Populasi Rusa dari Istana Kepresidenan Bogor di Rumdin Bupati Boyolali Bertambah

Rusa totol di rumdin bupati boyolali

Indukan rusa totol di kompeks Rumdin Bupati Boyolali melahirkan Rabu 24 Januari 2018. (Dok. Diskominfo Boyolali/Fokusjateng.com)

FOKUS JATENG – BOYOLALI – Keberadaan rusa totol (Axis-axis.sp) di taman komplek Rumah Dinas Bupati Boyolali semakin menarik perhatian warga. Setiap sore, tak jarang warga berkunjung menyaksikan keberadaan rusa diperoleh dari Istana Kepresidenan Bogor tersebut. Dari semula enam ekor, kini telah menjadi delapan ekor karena telah beberapa kali melahirkan.

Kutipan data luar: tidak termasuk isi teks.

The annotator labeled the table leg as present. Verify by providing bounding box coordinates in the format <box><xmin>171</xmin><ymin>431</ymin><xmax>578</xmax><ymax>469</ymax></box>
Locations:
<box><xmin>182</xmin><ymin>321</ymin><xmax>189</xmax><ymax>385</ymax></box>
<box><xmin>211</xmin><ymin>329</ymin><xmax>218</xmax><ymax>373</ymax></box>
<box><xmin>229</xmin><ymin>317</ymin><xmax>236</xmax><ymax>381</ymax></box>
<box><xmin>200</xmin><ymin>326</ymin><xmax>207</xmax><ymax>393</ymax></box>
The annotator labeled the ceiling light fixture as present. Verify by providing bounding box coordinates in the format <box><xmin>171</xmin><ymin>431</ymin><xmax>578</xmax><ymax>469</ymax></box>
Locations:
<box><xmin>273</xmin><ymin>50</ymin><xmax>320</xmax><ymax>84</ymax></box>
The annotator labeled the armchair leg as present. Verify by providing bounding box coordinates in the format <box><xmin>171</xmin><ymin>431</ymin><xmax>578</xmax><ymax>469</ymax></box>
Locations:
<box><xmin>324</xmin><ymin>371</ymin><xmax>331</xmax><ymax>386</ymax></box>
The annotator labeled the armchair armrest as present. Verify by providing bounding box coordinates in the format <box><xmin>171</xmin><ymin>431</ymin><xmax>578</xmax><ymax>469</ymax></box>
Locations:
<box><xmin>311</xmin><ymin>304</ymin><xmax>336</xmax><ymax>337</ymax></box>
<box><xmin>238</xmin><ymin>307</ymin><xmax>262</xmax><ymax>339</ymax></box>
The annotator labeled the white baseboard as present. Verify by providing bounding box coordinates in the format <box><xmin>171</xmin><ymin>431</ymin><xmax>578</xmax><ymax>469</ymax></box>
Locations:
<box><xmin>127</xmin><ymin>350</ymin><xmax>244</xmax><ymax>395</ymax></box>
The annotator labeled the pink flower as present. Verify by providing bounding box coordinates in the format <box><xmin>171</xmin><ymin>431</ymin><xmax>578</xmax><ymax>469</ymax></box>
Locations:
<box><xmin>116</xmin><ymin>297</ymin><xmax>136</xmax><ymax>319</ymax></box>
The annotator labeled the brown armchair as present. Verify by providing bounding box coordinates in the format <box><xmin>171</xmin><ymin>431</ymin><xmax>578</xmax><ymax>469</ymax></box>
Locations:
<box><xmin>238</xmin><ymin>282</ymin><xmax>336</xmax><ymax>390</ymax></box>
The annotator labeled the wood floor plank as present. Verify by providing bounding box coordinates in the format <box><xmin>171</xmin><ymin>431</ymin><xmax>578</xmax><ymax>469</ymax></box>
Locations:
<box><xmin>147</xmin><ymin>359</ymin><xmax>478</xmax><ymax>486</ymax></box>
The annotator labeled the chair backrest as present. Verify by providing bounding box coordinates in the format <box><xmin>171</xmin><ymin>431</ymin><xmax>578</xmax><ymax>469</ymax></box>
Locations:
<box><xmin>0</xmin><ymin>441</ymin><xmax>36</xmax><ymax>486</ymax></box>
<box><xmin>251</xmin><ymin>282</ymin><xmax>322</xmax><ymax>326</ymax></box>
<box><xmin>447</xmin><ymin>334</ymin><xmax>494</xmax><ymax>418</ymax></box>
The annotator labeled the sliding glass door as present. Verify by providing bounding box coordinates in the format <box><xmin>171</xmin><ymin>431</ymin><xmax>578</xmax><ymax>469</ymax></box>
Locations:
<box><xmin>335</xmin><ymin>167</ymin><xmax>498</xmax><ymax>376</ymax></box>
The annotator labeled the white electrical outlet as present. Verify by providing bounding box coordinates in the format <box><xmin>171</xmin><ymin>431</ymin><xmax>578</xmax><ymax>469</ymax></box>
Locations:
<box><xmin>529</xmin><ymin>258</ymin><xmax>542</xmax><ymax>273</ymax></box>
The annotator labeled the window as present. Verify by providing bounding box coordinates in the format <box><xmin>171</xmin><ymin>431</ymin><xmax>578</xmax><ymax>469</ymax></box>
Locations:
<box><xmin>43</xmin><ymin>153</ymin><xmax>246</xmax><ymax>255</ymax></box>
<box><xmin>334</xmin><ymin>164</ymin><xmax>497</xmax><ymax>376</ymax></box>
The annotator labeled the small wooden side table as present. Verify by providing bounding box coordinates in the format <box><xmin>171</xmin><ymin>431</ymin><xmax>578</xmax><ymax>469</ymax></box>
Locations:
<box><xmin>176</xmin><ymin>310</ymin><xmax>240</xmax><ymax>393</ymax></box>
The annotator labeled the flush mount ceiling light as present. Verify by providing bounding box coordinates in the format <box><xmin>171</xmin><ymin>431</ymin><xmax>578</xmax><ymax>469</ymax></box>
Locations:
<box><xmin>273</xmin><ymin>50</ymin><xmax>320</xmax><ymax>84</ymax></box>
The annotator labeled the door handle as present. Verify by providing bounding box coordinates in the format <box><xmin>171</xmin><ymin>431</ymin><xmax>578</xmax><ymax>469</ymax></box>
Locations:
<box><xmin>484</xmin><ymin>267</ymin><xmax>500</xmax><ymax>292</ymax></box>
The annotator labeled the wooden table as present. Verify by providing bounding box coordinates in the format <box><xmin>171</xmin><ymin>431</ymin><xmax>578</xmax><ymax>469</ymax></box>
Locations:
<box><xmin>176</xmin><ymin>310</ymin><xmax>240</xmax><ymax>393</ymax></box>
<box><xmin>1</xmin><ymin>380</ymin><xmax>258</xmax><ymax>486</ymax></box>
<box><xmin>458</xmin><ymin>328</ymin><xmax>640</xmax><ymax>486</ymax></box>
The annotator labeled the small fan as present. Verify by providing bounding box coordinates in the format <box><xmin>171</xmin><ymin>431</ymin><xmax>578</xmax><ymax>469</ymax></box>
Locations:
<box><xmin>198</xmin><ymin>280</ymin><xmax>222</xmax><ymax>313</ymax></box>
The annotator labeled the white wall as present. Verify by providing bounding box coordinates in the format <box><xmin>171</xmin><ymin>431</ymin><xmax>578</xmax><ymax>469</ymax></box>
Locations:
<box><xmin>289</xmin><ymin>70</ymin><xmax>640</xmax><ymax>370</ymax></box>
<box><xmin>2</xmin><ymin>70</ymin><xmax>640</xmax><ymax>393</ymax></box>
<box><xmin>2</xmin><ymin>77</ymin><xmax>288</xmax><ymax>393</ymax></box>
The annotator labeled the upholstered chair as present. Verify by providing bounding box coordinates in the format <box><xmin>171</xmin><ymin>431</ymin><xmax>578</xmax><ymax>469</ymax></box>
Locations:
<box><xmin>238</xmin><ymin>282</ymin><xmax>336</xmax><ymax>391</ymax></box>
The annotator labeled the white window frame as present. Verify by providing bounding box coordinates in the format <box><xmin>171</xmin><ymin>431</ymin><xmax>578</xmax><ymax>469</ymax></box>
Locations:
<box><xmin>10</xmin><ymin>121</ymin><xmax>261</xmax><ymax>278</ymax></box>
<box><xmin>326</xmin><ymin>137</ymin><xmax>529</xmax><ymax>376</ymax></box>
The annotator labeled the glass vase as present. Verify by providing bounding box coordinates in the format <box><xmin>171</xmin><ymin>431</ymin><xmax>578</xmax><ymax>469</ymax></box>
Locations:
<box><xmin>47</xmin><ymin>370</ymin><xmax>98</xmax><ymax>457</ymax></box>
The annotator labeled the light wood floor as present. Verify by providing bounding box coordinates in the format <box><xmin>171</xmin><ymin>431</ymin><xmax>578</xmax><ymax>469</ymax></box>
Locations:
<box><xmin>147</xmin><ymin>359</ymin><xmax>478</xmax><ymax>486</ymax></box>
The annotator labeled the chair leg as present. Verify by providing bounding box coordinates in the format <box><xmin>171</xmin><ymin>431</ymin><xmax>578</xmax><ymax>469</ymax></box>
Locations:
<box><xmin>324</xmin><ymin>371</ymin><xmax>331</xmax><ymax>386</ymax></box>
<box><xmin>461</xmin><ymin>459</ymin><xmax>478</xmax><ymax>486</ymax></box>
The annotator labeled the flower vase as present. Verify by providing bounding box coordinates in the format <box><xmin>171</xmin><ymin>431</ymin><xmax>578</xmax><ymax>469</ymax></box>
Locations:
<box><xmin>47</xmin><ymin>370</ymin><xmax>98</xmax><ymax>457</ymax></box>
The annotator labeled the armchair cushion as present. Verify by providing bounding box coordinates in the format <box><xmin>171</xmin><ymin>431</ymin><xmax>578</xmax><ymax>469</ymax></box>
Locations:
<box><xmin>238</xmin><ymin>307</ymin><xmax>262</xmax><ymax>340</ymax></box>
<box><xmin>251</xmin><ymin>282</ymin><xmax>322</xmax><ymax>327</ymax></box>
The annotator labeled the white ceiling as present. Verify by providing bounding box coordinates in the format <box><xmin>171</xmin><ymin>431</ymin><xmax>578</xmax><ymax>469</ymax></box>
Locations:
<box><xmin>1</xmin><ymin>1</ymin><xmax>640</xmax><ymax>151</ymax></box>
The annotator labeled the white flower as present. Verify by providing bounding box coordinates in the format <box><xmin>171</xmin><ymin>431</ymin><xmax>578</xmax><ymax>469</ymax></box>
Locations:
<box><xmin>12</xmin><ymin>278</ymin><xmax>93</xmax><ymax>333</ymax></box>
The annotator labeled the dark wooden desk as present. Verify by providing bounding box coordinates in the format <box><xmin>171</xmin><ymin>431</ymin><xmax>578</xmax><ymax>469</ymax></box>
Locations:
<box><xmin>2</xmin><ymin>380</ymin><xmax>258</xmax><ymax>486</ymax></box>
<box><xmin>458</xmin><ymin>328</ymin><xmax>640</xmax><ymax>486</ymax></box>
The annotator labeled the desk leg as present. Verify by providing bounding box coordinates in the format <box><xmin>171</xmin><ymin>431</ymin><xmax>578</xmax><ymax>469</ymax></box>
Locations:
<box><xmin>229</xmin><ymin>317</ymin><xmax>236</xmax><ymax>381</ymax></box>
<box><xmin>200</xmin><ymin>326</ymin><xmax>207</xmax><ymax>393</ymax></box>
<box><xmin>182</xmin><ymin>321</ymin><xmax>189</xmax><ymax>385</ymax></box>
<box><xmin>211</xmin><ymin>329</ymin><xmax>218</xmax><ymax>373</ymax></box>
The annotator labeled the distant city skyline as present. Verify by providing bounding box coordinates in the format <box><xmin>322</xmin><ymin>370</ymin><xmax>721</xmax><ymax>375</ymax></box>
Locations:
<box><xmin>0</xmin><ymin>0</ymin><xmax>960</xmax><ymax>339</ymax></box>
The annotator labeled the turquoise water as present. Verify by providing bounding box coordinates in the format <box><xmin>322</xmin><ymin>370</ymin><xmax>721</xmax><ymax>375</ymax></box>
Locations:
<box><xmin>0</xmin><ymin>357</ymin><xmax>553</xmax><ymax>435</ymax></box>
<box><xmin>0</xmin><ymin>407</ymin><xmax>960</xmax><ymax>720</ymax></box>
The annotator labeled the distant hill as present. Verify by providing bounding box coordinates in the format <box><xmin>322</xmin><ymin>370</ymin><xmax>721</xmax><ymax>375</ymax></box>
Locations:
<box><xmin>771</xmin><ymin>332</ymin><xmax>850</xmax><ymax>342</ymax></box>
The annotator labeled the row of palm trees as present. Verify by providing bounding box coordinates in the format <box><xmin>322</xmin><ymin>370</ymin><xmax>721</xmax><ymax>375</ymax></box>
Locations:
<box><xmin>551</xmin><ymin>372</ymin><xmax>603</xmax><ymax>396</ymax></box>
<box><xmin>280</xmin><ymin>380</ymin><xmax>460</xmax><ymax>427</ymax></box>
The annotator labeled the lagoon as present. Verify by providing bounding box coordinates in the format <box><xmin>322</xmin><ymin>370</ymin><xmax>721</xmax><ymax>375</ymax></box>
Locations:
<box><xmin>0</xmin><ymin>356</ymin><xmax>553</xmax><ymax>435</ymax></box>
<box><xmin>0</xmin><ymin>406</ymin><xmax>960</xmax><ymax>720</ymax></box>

Terbaru pada Rabu 24 Januari 2018 sekitar pukul 14.30 WIB telah lahir seekor lagi yang menambah jumlah populasi hewan di tempat tersebut.

“Hibah rusa dari Istana Bogor sebanyak enam ekor dengan 4 betina dan 2 jantan, dan tadi baru saja melahirkan satu ekor lagi di taman Rumdin Bupati Boyolali” terang Kepala Dinas Lingkungan Hidup (DLH) Kabupaten Boyolali, Totok Eko Y.P.

Selanjutnya Totok menambahkan, rusa betina tersebut telah melahirkan tiga kali namun ada satu ekor yang mati. Ditempatkannya hewan mamalia di kawasan Rumah Dinas Bupati Boyolali tersebut selain untuk konservasi juga sebagai media pengenalan dan pembelajaran bagi warga masyarakat.

“Selain untuk konservasi juga untuk mengenalkan warga bahwa masih terdapat hewan tersebut dan dapat dikembangbiakkan,” imbuh Totok.

Atas koordinasi yang baik, kabar kelahiran rusa tersebut ditindaklanjuti petugas dari Dinas Peternakan dan Perikanan (Disnakkan) Kabupaten Boyolali. Para dokter hewan dan tim kesehatan hewan (keswan) di OPD tersebut berupaya memberikan perawatan dan perhatian kepada bayi rusa yang baru saja dilahirkan.

Hal tersebut dibenarkan Kepala Disnakkan Kabupaten Boyolali, Juwaris di ruang kerjanya. Petugas keswan oleh Juwaris juga diminta untuk sekaligus menyiapkan vitamin dan gizi untuk rusa tersebut. Ke depan Juwaris berharap selain kesehatan agar memperhatikan pakan hewan-hewan tersebut.

Sebagai informasi selain keberadaan rusa di taman tersebut akan diberi peliharaan burung. Saat ini sudah ada dome [sangkar berbentuk kubah besar] yang telah disiapkan.

“Tahun ini telah dianggarkan sekitar Rp 70 juta untuk pengadaan burung yang ditempatkan di dome dan sangkar karantina jika ada bjrung yang sakit,” tandas Juwaris.